Animals, however, were rarely mentioned.
So I presented Zooclasm as a dramaturgical framework for theatre education, arguing that if performance is serious about responding to ecological and ethical crises, then nonhuman animals cannot remain peripheral to those conversations.
The discussion afterwards was generous, thoughtful, and challenging. There were important questions about whether anthropocentrism remains a useful critical term, and whether posthumanism already offers sufficient conceptual tools. Those conversations reinforced exactly why I have been developing Zooclasm. Both anthropocentrism and posthumanism have made invaluable contributions, but I continue to feel the need for a framework that places nonhuman liberation, rather than philosophical description, at its centre. Zooclasm is my attempt to move that conversation from interpretation towards practice, from describing the world as it is to asking how theatre might help reshape it.
I left encouraged, not because everyone agreed, but because animals had entered a conversation where they had previously been almost invisible. That felt worth the journey alone.
Listening differently
On the journey home I published my latest podcast conversation with undercover investigator Gemunu de Silva, exploring his remarkable collaboration with Gnostic Front on Industry Standard, an experimental sonic artwork built entirely from decades of field recordings gathered inside animal industries. Throughout our conversation we returned repeatedly to the same idea: advocacy does not always have to look the way we expect it to.
Sometimes it sounds different.
Sometimes it asks us to listen rather than watch.
Sometimes it slows us down enough to encounter suffering in entirely new ways.

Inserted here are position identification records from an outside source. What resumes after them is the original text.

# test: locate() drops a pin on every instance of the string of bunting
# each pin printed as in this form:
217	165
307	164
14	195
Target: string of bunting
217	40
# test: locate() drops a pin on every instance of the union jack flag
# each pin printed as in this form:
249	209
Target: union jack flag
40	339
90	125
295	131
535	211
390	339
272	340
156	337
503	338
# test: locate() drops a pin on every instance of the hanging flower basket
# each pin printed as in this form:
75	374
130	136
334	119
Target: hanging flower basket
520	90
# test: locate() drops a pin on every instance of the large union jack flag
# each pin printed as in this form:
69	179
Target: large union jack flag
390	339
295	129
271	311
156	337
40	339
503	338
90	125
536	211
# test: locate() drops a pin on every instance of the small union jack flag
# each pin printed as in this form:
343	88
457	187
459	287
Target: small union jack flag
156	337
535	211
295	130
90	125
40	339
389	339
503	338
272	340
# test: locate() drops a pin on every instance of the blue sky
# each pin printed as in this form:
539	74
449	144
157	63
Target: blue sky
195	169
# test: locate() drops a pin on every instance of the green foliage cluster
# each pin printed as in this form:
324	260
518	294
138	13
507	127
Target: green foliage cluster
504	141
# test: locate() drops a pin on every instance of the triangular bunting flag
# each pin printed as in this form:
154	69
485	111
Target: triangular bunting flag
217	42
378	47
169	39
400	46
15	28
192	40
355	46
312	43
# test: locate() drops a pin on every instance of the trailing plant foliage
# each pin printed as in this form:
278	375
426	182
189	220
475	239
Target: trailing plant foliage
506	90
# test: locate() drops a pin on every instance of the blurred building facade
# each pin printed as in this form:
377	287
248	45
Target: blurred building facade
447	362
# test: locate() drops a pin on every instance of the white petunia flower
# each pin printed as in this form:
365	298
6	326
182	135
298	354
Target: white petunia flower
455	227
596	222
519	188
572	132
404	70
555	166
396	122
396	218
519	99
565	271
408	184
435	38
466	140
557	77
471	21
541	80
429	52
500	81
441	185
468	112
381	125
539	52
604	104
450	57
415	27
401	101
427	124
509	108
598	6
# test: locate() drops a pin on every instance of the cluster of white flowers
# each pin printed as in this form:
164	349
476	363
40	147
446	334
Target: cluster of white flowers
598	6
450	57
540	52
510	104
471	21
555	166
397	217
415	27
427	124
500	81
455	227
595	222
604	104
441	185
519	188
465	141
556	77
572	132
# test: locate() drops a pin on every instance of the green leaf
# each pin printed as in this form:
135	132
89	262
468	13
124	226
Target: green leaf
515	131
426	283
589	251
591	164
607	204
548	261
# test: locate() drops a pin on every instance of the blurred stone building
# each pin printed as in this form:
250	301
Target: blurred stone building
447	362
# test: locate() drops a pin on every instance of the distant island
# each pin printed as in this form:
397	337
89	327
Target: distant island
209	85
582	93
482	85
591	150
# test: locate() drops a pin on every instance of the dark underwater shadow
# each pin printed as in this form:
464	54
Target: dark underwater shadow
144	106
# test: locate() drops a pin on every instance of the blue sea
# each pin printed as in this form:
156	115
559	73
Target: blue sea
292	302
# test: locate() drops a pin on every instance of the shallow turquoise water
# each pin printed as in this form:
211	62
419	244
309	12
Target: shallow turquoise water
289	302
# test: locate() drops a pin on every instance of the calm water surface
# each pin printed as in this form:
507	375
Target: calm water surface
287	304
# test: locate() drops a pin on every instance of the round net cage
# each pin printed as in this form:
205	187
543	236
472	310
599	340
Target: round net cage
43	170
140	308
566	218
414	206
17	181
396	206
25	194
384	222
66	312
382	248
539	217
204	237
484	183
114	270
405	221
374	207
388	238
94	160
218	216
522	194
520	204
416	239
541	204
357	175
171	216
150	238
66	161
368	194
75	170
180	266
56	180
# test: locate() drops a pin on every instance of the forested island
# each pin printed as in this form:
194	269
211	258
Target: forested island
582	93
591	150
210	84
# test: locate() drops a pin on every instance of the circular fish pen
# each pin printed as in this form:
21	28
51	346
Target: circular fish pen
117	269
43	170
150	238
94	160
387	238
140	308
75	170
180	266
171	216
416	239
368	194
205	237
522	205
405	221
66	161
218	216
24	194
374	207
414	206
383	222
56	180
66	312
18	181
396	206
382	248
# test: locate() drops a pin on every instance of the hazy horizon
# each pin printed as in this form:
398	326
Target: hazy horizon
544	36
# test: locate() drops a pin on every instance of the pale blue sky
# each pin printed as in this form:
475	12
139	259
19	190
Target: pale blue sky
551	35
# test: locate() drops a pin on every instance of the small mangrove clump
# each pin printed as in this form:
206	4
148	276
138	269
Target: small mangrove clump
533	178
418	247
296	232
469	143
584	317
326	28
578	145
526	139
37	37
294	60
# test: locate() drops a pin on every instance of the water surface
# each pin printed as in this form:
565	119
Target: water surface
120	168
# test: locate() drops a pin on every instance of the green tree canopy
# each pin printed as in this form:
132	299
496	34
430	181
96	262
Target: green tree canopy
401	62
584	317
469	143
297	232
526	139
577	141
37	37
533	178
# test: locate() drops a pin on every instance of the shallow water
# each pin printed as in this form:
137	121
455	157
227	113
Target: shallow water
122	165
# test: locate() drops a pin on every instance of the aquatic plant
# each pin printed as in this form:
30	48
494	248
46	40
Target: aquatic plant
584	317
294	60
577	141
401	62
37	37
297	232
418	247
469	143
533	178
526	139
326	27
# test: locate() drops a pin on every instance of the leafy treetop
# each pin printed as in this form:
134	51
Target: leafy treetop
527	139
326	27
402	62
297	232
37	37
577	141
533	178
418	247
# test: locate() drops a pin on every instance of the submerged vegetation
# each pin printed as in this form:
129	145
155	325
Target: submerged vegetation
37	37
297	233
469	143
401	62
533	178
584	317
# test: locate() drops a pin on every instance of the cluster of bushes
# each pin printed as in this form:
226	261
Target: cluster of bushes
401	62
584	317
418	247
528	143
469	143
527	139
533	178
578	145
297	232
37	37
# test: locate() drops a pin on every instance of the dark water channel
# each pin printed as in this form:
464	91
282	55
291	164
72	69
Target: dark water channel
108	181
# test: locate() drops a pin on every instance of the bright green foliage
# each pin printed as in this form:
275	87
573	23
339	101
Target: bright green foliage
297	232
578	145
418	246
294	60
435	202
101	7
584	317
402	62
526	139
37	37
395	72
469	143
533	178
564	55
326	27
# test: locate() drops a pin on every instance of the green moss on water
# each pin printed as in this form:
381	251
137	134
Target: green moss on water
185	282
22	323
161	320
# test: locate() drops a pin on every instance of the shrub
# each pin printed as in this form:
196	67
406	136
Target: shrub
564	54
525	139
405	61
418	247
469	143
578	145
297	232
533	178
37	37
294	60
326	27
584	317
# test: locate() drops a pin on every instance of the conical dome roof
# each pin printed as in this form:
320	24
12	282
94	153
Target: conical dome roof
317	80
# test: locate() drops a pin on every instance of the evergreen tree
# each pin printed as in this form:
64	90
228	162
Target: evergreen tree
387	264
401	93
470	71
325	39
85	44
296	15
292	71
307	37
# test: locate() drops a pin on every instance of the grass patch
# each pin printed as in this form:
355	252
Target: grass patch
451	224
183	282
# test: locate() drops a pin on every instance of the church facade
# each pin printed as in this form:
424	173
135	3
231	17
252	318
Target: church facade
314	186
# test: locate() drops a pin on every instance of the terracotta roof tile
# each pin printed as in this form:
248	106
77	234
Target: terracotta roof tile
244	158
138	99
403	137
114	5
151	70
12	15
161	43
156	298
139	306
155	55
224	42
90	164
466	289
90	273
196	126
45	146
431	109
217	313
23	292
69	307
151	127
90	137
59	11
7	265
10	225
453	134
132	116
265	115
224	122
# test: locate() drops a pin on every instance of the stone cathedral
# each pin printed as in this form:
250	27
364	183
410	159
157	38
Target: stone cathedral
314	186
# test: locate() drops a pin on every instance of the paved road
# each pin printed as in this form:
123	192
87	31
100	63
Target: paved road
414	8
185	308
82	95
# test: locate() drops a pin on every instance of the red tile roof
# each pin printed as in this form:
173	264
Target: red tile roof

Gemunu spoke beautifully about wanting to move beyond familiar campaigning formats and explore the creative possibilities that emerge when sound itself becomes a form of advocacy. It reminded me that experimentation is not about abandoning what already works, but about discovering emotional registers and audiences that conventional advocacy sometimes struggles to reach.
If you’d like to listen to our conversation, you can find it here:
performinganimalrights.org/podcast
Why movements need experiments
Reflecting on these experiences together, I realise they all point towards the same conviction.
None of them rejects traditional advocacy. But movements also need laboratories. They need places where artists are free to fail, where educators can propose unfamiliar frameworks, where musicians can transform evidence into sound, and where an inflatable rasher of bacon can become an invitation to imagine liberation.
Not every experiment will succeed, nor should it. Progress has rarely emerged from certainty alone. It grows through curiosity, through risk, and through creative attempts to communicate differently. Sometimes those attempts fail. Occasionally they surprise us. Every so often they create moments of connection that statistics, reports, and policy papers simply cannot.
As I travelled home, exhausted but energised, I found myself feeling quietly optimistic. Across Europe I had encountered artists, educators, musicians, and activists who were refusing to accept that the existing languages of advocacy are the only ones available to us. They were building installations, composing music, developing new pedagogies, and reimagining theatre, all in service of creating richer relationships between humans and other animals.
None of us knows exactly where these experiments will lead.
Perhaps that’s precisely the point.
If we are serious about building a more compassionate future, then we also have to become serious about imagining it.